Scholarship ProgramBixby Educational Endowment Foundation
Recognized for its scholarship/mentoring program, the Bixby Educational Endowment Foundation established its scholarship program in 1980 with a $500 scholarship to a graduating senior. Since then, the program has grown to annually provide 22 scholarships totaling more than $52,000, all of which are underwritten or endowed by individuals, organizations or businesses. What makes Bixby’s scholarship program unique is a “mentoring component” that provides advice and encouragement to scholarship recipients as they enter and complete their first year of college. During a summer reception, students receive tips for college success and are given contact information for board members as well as campus mentors who can answer questions and provide continued support. Foundation board members follow up with students throughout their college careers with letters of encouragement and birthday cards. Another component of the program, established in 2004, is a volunteer Scholarship Mentor, who visits the local high school weekly to aid high school seniors in the financial aid and college application process. “Our success is not only measured in our financial contribution to the Bixby High School students, but also by the support and encouragement we provide through recognition, mentoring and follow-up communication,” wrote Jayne Bowen, vice president of the foundation.

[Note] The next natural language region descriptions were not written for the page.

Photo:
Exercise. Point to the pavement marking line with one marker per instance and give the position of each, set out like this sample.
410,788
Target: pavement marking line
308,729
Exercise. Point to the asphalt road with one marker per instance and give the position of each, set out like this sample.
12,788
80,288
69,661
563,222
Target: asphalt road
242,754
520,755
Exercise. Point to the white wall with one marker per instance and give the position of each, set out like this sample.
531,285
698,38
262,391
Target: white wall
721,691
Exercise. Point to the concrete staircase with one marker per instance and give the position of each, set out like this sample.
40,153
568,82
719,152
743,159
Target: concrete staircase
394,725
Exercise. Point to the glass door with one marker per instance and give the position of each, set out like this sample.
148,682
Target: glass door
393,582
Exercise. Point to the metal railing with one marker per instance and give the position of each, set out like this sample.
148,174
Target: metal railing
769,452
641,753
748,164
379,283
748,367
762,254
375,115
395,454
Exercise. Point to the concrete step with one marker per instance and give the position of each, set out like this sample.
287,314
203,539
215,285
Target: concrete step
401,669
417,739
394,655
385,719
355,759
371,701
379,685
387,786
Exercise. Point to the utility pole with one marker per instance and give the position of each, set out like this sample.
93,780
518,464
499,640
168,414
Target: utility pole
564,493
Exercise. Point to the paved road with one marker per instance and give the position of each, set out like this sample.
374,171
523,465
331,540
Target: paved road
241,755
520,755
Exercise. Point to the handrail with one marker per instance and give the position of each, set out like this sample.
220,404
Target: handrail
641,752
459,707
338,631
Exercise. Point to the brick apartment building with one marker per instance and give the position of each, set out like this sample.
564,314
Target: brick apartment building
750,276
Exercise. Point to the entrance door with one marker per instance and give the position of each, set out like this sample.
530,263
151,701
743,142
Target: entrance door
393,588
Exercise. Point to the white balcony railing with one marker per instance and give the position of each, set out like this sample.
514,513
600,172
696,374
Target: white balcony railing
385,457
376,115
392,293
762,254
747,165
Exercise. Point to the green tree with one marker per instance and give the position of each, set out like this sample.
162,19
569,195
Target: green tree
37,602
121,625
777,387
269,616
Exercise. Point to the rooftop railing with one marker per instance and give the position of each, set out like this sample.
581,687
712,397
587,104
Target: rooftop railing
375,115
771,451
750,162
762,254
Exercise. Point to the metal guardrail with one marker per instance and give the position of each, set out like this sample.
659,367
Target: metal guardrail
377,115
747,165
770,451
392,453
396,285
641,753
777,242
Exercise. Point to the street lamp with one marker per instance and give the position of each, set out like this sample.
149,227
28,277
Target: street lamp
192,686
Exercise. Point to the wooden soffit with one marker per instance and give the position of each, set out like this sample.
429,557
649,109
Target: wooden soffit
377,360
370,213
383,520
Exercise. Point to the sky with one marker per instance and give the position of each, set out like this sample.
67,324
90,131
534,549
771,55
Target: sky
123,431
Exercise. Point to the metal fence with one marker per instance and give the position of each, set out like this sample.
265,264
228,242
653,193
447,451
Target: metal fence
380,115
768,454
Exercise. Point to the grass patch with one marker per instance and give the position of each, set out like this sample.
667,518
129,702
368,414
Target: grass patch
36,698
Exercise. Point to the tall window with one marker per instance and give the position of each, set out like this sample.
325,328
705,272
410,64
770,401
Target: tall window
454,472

The Jenks Public School Foundation was selected for its sponsorship of a districtwide professional development program in classroom differentiation. Since the program began five years ago, 385 elementary and secondary teachers and administrators have received training on how to provide different learning strategies for the many different kinds of learners in their classrooms. The program is based on the Differentiated Classroom research of Carol Ann Tomlinson, who provides strategies and tools for educators to accommodate the diverse skills, interests and learning styles of their students. “The goal of the training is for teachers to become knowledgeable and comfortable using various differentiation strategies to improve student learning,” said Diane Bosworth, assistant superintendent for curriculum and instruction. “This training has changed how we teach across our district.”
The Oklahoma City Public School Foundation was honored for its Partners in Education Program, which seeks to recruit, support and retain 10,000 volunteer tutors/mentors by the year 2007 to serve Oklahoma City students. The foundation has partnered with the Greater Oklahoma City Chamber of Commerce to recruit businesses and has launched an intensive marketing campaign to promote the program throughout the metro area. Through its recruitment initiatives, the program has increased tutoring partnerships by 38 percent in the last two years. In 2005-06, the Partners in Education Program had approximately 2,200 volunteer tutors, ranging from local business people to retirees. Each volunteer spends at least an hour per week working with a student, primarily in reading and math. The foundation works with schools to match volunteers and provide training. Already, the program is being credited with helping to raise students’ test scores in reading and math. “Any teacher or principal will tell you that mentors and tutors are invaluable to the educational process,” said Superintendent Bob Moore. “When a student knows there is one person out there who is setting time aside each week to come and help them, they begin to view learning as fun and energizing. Some children even make education a higher priority in their life.”
The Putnam City Public Schools Foundation received the Outstanding LEF Program Award for its Author Visits Program, a project that gives the district’s 19,000-plus students an opportunity to interact with published authors and illustrators. The goal of the program is to improve academic achievement by increasing students’ interest in reading and writing. However, all areas of the curriculum benefit as teachers and library media specialists create units and hands-on, interactive activities that complement authors’ and illustrators’ subject matter. The program also provides free autographed books for many students. Caroline Gist, executive director of the foundation, reports that the author visits have had a meaningful impact on students. “According to the district’s library media specialists, author visits motivate students to read more. In advance of author visits, many students visit the media center asking for books written by the authors.” One librarian says the check-out rate of a visiting author’s books increased 140 percent above the previous year. Additional support for the Author Visits program is provided by the Kirkpatrick Family Fund and the Sarkeys Foundation.